Dedução de prejuízos fiscais

 O prazo de reporte de prejuízos fiscais é alargado de 4 para 5 anos (apurados a partir de 2012). No entanto, esta dedução passa a estar limitada a 75% do lucro tributável apurado no exercício em que é utilizado o reporte, sendo esta limitação já aplicável em 2012.

 A dedução de prejuízos fiscais pelo 3º ano consecutivo deixa de depender da certificação legal de contas, desde 1 de Janeiro de 2011.

Taxas de IRC e de retenção na fonte

 O IRC volta a ter uma taxa geral única de 25%, revogando-se assim a taxa de 12,5% sobre a matéria colectável até 12.500 Euros.

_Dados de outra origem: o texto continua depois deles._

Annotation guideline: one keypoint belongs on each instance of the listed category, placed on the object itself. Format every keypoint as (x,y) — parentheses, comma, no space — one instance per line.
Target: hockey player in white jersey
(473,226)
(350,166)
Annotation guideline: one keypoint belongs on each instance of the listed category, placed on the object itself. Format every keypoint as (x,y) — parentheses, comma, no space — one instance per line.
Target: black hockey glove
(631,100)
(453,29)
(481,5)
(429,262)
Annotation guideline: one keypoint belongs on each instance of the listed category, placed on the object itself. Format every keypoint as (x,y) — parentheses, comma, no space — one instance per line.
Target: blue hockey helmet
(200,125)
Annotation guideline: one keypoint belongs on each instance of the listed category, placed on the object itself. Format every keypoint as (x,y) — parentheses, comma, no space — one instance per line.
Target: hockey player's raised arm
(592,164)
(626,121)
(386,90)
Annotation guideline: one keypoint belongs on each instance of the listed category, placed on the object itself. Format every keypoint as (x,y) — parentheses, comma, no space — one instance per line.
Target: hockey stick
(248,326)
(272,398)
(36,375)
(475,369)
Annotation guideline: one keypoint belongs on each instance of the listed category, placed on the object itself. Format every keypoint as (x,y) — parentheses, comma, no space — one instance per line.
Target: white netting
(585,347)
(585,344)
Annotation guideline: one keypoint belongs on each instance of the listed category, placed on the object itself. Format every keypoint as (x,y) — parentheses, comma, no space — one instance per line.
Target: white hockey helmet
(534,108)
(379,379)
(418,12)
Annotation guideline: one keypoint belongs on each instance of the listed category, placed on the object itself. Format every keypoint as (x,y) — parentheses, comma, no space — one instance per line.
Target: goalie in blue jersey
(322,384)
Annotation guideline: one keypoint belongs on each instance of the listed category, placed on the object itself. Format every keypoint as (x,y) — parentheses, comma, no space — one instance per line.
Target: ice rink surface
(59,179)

Esta taxa única passa a ser aplicada às entidades com sede na Região Autónoma da Madeira (mas não licenciadas na Zona Franca da Madeira), sendo eliminada também a taxa reduzida.

 É, todavia, criada uma taxa de tributação agravada de 30% (em 2011 = 21,5%) aplicável aos rendimentos de capitais pagos a entidades domiciliadas em país, território ou região onde estejam sujeitas a um regime fiscal claramente mais favorável.

 Passam a estar sujeitos a retenção na fonte à taxa de 25% (em 2011 = 21,5%), os rendimentos de títulos de dívida e outros rendimentos de capitais não expressamente tributados a taxa diferente.

Tributação autónoma

 É agravada de 50% para 70% a tributação autónoma das despesas não documentadas incorridas por sujeitos passivos que aufiram rendimentos sujeitos ao imposto especial sobre o jogo.

 É elevada a taxa de tributação autónoma de 20% para 25%, sobre os lucros distribuídos a entidades com isenção total ou parcial de IRC, quando as partes sociais a que respeitam os lucros não obedeçam ao período mínimo de 1 ano.

Derrama estadual e pagamentos adicionais por conta

 Derrama estadual – São criados dois escalões de tributação: 3% sobre os lucros superiores a 1,5 milhões de Euros até 10 milhões e 5% sobre a parte do lucro superior a 10 milhões de Euros.

 Pagamentos adicionais por conta – São criados dois escalões de tributação: 2,5% sobre os lucros superiores a 1,5 milhões de euros e até 10 milhões, e 4,5% sobre a parte do lucro superior a 10 milhões.

 Prevê-se que estas duas alterações se apliquem aos dois períodos de tributação que se iniciem em ou após 1 de Janeiro de 2012.

 

Processo de documentação fiscal

 É estabelecida a obrigatoriedade de entrega do processo de documentação fiscal, incluindo a documentação relativa a preços de transferência, quando para tal os sujeitos passivos de IRC sejam notificados, o qual deverá estar preparado até 15 de Julho do ano seguinte (data limite para a entrega da DA/IES).

 Para as entidades que integram o cadastro especial de contribuintes e para as que se aplica o regime especial de tributação dos grupos de sociedades, é mantida a obrigação de entregar esse processo conjuntamente DA/IES.

Obrigações contabilísticas das empresas

 Passou a ser obrigatória a utilização de programas e equipamentos informáticos de facturação, previamente certificados pela Direcção-Geral dos Impostos, nos termos a definir por portaria do Ministro das Finanças.

Equipamentos informáticos

 Mantém-se em vigor a aceitação para efeitos fiscais, sem necessidade de obtenção de aceitação por parte da DGCI, dos abates realizados em 2012, dos programas e equipamentos informáticos de facturação que sejam substituídos em consequência da exigência de certificação do software.

 Por outro lado, a aquisição destes programas e equipamentos em 2012, poderá ser considerada na totalidade como gasto fiscal do período.

 

Benefícios fiscais relativos à interioridade

 São revogados os benefícios fiscais relativos à interioridade, que previam, entre outros, taxas reduzidas de IRC (10% e 15%), isenção de IMT, majoração de custos e prazo alargado de reporte de prejuízos fiscais.